“As I have loved you, so you also should love one another” (John 13:34). This is the clarification Jesus offers after he gives his followers “a new commandment.” He says people will recognize his disciples if they “love one another” as he has loved them (35). In Matthew 5:44, he tells them they shouldn’t stop at loving the members of their own group. They should go so far as to “love [their] enemies” [italics mine].
He models the version of the commandment that we get in Matthew when, from the cross, he asks his heavenly father to forgive those who have tortured, tormented, and abandoned him.
In what other ways does Jesus show love in the Gospels?
He loves the total person.
He tends not only to physical and spiritual needs, but also to intellectual, mental and emotional ones as well. He knows that even though I’m categorizing these needs separately, they’re never really separate. He teaches crowds using stories they can relate to. He doesn’t forget to feed the people will come to him before he sends them home. He meets emotional needs, not only by teaching people to hope for and to work for a just society (Google the Beatitudes), but also in another way.

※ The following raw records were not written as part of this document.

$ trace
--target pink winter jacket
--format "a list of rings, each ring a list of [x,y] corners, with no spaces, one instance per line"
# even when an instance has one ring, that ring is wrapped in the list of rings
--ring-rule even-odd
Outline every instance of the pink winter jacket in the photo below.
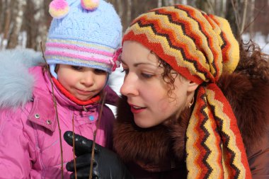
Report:
[[[30,72],[35,79],[33,100],[23,108],[2,108],[0,110],[0,178],[61,178],[59,132],[51,83],[41,67],[33,67]],[[115,102],[117,94],[109,88],[105,90],[108,93],[107,102]],[[88,105],[85,106],[85,110],[56,87],[54,93],[61,130],[64,178],[69,178],[65,164],[73,159],[73,151],[64,140],[63,134],[72,130],[74,117],[74,132],[93,139],[101,106]],[[112,111],[105,105],[97,129],[96,143],[110,146],[114,120]]]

He erases perceived dividing lines.
Jesus calls God his father and teaches us to do the same. (Actually, I’ve read that the word he uses translates to a more familiar name, one closer to Dad than to Father.) He excludes no one, and instead makes a point of including outcasts who approach him. Scripture tells us that he shared the experiences of both the just and the unjust. He was imprisoned and sentenced to death. He associated with tax collectors and people with traditions and practices different from the ones in which he had been brought up. I’d say there wasn’t anyone he wouldn’t connect with, though not everybody wanted to befriend him.
“As I have loved you, so you also should love one another”
John 13: 34
Marginalized people are not invisible to Jesus. The Bible tells us that in his time on earth, in a very patriarchal culture, he spoke to and touched women, even women with tainted reputations, and at least one woman who had been hemorrhaging for years. It’s my understanding that a woman with such a condition was considered unclean and would have been expected to keep distant from Jesus.
The Scriptures tell us about many more times when Jesus healed people whose health conditions isolated them and obscured their dignity in the eyes of the society in which they lived. As a person with a disability and mental health conditions, I think of these healings as helping to integrate people into their communities, as helping people contribute to their communities. Though it’s absolutely okay to want healing, no one should be sent the message that they have to be healed of what makes them different before they can be whole and be equal to everyone else. Helping someone heal is by far not the only way to help a person contribute to and integrate into a community.
He asks and answers questions.
When I think of Jesus interacting with a person, I think of him asking questions to lead that person to insight. I think of his conversations with Peter and his conversation with the Samaritan woman at the well. I also think of the times he used people’s questions as teaching opportunities. Some of the people with questions were Jewish and Roman authorities, but not all of questioners are identified in the Bible as holding official leadership positions. I think of the unnamed man who asked Jesus what else he needed to do to inherit eternal life.
He took breaks.
Jesus knew he needed to let God love him so that he could love others. He knew he needed times of withdrawing from crowds and of leaning on Abba. He prayed in deserts and gardens. He slept on a fishing boat in the middle of a storm, and he prayed when his closest friends were sleeping.
Jesus’ ways of loving looked different at different times in his earthly life. The question for us is, what do the ways he loves look like at different moments in our lives? Each of us will have different answers at different times. If two of us were to compare our answers, we would likely find similarities without having exactly the same answers.
Work cited
The Bible. The New American Bible Revised Edition, Kindle edition, Fairbrother, 2011.